Histeria, histeria i jeszcze raz histeria
Poprzez atak na TVN Jarosław Kaczyński ogłasza, że gotów jest na kryzys w stosunkach z USA
— histeryzuje Smolar, jakby uporządkowanie zasad funkcjonowania mediów w Polsce – wszystkich, a nie tylko tej jednej stacji – uderzało w filar bilateralnych relacji z USA. To jednak nie koniec absurdów.

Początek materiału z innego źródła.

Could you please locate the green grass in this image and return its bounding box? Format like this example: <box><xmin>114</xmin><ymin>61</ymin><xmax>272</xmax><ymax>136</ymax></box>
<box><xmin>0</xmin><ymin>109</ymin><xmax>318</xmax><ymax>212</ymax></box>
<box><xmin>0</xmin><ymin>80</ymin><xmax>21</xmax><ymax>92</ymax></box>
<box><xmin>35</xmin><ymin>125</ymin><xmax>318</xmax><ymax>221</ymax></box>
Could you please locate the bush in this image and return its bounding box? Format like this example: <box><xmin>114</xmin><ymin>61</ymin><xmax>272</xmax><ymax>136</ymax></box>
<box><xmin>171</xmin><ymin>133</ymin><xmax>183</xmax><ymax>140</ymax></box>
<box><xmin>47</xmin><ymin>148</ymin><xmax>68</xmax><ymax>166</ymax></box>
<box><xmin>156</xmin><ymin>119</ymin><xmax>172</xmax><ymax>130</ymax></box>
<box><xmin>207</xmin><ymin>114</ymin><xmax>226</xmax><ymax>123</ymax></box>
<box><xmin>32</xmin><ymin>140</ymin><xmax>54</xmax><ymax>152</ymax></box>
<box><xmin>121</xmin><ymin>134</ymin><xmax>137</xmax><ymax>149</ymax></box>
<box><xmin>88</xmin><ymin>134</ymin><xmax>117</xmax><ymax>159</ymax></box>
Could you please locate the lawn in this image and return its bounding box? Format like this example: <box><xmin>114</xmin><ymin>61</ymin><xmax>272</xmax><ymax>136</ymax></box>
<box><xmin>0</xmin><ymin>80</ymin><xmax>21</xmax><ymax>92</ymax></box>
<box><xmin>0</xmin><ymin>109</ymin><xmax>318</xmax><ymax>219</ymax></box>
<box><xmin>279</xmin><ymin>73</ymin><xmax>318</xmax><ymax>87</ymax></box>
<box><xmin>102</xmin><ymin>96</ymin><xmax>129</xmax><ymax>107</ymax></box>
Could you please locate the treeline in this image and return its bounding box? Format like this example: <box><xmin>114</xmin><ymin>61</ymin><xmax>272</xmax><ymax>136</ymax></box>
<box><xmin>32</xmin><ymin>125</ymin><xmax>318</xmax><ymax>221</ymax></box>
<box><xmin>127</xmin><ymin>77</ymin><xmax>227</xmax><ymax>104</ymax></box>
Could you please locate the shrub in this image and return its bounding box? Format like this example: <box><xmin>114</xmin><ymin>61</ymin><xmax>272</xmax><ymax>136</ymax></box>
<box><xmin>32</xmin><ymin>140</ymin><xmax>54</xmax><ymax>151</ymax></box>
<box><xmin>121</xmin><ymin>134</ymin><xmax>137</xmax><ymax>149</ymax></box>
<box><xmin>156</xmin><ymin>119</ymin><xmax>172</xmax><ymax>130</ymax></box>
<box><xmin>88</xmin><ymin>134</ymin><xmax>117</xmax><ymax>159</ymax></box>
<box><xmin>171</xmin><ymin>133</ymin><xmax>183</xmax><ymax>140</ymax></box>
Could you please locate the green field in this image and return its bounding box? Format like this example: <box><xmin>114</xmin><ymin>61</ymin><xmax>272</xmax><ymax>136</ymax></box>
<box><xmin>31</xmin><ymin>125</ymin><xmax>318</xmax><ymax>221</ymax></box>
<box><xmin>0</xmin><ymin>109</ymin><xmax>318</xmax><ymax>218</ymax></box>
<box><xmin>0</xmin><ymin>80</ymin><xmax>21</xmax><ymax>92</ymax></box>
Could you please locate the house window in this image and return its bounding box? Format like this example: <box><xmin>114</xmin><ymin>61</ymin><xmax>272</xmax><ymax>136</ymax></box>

Można się spodziewać zdecydowanych posunięć Waszyngtonu, który, nie mam wątpliwości, zareaguje na zagrożenie dla swojej wizji stosunków w naszym regionie w kontekście wewnętrznej spoistości UE i stosunków z Rosją, także własnych interesów gospodarczych. W efekcie Waszyngton dobitnie i boleśnie wyrazi swój brak zaufania do rządu PiS, z oczywistą szkodą dla obronności i interesów Polski
— kończy swój wywód.
Jeżeli Eugeniusz Smolar sugeruje, że Waszyngton odstąpi od zobowiązań sojuszniczych z powodu polskiej ustawy medialnej, to można podejrzewać, że nieprzypadkowo. Z istniejącej luki prawnej skorzystać mogą bowiem nie tylko Stany Zjednoczone, ale i Rosja, czy jakikolwiek inny kapitał. Czy o to chodzi publicyście?